As an MP in 1998, Mrs May voted against reducing the age of consent for homosexual acts from 18 to 16 and four years later opposed allowing gay couples to adopt.
Mrs May was also absent for several votes affecting LGBT rights - but in 2004 backed civil partnerships, and as a member of the coalition government supported a succession of measures including same sex-marriages.
In a separate article, Labour leader Jeremy Corbyn told Pinknews that the anniversary was a time to "recognise the great strides towards equality that have been made".
He said: "I am proud of the role the Labour Party played in these advances... but this progress is not down to MPs in Parliament... these achievements belong first and foremost to the LGBT community who have persevered against prejudice for many years."
Roger Lockyer, who began a gay relationship the year before the law changed, said the reforms offered "a very limited concession" but did improve gay men's lives.
He told BBC Radio 5Live: "Initially many of us thought it won't make any difference, but it made an enormous difference.
"It made one feel one was walking tall and that the big barriers that had been there forever were gradually beginning to dissolve."
Human rights campaigner Peter Tatchell said the 1967 legislation was "progress" but the remaining laws, such as gross indecency, were "policed more aggressively than before".
He said: "Don't be misled by the celebrations on 27 July... The law continued to discriminate homosexual men post-1967."
The government announced in September 2016 that gay and bisexual men convicted of now-abolished sexual offences in England and Wales would receive posthumous pardons.
It followed the pardoning of World War Two code-breaker Alan Turing for gross indecency in 2013.

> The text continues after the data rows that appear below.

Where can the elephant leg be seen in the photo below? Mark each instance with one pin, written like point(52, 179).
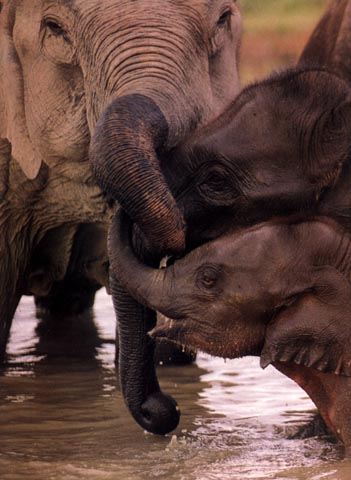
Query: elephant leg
point(331, 394)
point(315, 331)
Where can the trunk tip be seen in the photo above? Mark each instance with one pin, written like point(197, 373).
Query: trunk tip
point(160, 414)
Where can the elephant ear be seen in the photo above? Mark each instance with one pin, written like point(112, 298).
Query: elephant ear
point(12, 111)
point(315, 331)
point(330, 42)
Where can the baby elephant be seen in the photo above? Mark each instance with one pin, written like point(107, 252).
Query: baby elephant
point(278, 290)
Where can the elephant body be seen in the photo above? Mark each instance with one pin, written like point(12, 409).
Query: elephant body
point(89, 90)
point(280, 150)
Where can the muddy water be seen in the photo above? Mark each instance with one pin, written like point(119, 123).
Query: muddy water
point(62, 415)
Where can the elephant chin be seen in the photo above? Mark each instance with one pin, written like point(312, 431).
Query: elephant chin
point(195, 335)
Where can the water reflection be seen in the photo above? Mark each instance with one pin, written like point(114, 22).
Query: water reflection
point(62, 414)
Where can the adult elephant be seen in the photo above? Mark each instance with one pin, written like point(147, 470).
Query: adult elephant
point(281, 148)
point(136, 77)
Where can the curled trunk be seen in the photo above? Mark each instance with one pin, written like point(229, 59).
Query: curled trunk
point(124, 157)
point(153, 410)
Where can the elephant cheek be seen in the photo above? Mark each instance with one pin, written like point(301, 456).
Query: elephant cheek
point(330, 393)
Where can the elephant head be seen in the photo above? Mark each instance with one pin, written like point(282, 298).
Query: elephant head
point(270, 290)
point(136, 76)
point(117, 82)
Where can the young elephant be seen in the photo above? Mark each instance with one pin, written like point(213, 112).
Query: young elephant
point(271, 290)
point(281, 148)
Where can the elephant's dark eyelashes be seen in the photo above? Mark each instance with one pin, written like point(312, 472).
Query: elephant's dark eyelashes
point(208, 277)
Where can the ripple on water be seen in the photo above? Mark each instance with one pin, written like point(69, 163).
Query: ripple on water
point(62, 414)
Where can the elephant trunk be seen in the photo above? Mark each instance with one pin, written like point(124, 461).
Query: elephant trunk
point(153, 410)
point(124, 155)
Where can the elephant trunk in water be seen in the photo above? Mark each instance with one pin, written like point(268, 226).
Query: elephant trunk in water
point(163, 73)
point(153, 410)
point(124, 153)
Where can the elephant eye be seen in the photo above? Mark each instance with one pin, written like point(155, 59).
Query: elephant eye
point(207, 277)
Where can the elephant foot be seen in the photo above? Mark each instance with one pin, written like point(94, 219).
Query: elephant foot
point(331, 394)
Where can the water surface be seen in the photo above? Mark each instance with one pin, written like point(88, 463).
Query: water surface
point(62, 415)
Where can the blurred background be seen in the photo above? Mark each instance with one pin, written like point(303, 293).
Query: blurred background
point(275, 32)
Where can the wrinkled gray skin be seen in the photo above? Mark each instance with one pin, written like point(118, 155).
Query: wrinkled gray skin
point(279, 149)
point(86, 55)
point(282, 291)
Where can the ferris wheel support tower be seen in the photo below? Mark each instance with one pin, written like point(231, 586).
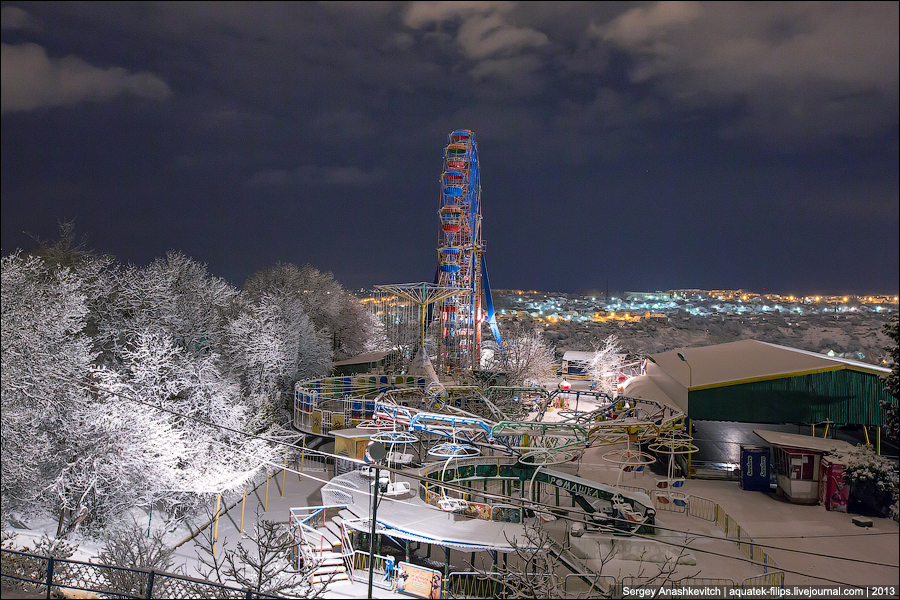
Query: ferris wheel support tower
point(461, 258)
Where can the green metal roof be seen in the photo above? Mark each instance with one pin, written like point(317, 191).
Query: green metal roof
point(843, 396)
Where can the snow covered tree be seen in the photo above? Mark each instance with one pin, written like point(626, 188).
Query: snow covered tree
point(527, 356)
point(262, 562)
point(339, 316)
point(872, 479)
point(45, 357)
point(892, 381)
point(132, 547)
point(604, 368)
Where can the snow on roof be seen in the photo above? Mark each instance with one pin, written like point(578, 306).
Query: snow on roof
point(576, 356)
point(748, 360)
point(363, 358)
point(805, 442)
point(643, 388)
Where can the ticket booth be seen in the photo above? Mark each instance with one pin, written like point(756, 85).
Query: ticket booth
point(352, 444)
point(797, 463)
point(833, 493)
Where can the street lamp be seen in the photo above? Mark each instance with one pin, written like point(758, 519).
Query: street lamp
point(376, 452)
point(690, 370)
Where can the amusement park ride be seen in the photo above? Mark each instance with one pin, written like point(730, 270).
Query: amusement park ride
point(470, 449)
point(452, 305)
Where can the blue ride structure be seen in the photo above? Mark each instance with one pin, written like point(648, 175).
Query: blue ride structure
point(461, 259)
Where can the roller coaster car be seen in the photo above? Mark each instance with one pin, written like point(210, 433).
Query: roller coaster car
point(399, 488)
point(452, 504)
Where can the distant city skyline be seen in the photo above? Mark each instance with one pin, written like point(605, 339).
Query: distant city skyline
point(639, 146)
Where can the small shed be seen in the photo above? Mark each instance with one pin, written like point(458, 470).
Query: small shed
point(575, 365)
point(797, 461)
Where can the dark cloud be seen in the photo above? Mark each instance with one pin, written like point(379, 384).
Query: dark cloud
point(652, 144)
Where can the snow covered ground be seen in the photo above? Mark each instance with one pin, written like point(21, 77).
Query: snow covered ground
point(813, 546)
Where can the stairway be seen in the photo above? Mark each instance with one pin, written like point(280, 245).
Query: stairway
point(324, 547)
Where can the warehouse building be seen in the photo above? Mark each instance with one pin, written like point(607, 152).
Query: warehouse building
point(727, 390)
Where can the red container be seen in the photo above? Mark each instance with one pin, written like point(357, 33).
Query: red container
point(832, 491)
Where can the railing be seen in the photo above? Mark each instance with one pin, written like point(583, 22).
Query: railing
point(473, 584)
point(380, 577)
point(601, 585)
point(43, 573)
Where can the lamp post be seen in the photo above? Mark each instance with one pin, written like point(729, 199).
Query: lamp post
point(376, 453)
point(690, 370)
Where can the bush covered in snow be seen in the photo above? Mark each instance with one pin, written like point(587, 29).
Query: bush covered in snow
point(872, 478)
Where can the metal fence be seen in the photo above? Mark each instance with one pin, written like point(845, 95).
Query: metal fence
point(47, 574)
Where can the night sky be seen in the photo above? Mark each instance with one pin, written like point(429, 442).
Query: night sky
point(640, 146)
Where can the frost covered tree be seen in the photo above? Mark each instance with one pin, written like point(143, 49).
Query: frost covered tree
point(872, 479)
point(337, 315)
point(262, 562)
point(45, 353)
point(174, 294)
point(892, 381)
point(528, 357)
point(605, 366)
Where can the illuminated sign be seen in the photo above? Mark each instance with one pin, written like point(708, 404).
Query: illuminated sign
point(418, 581)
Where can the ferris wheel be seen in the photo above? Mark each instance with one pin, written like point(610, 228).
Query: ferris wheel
point(461, 257)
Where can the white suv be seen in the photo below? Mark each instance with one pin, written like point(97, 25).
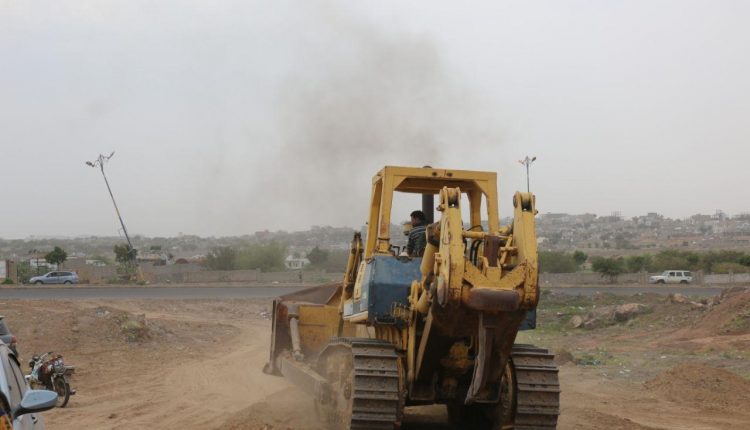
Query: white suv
point(672, 277)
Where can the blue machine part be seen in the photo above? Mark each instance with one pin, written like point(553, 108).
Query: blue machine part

The amendment, dubbed the "Turing law", led to about 49,000 men being cleared of crimes of which they would be innocent today.
Thousands more living men who convicted over consensual same-sex relationships are also eligible for the pardon.
But some campaigners want an apology from the government, not a pardon.
George Montague, convicted in 1974 of gross indecency, said: "I want an apology to the whole of the gay community for the persecution of us, for so many years.
"The police went out of their way to catch us and persecute and prosecute us.
"What I say is I didn't ask to be gay, I didn't choose to be gay, I was born that way. The law of gross indecency should never have been brought in."
What changed in 1967
On 27 July 1967, the Sexual Offences Act was passed.
It was the first significant liberalisation of gay law in English history. Female homosexuality had never been a criminal offence.
The legislation stated that "a homosexual act in private shall not be an offence provided that the parties consent thereto and have attained the age of 21 years".
It has been called the decriminalisation of homosexuality, although many more changes have been made since to improve gay men's rights.
Scotland passed similar reforms in 1980, with Northern Ireland the last country in the United Kingdom to do so in 1982.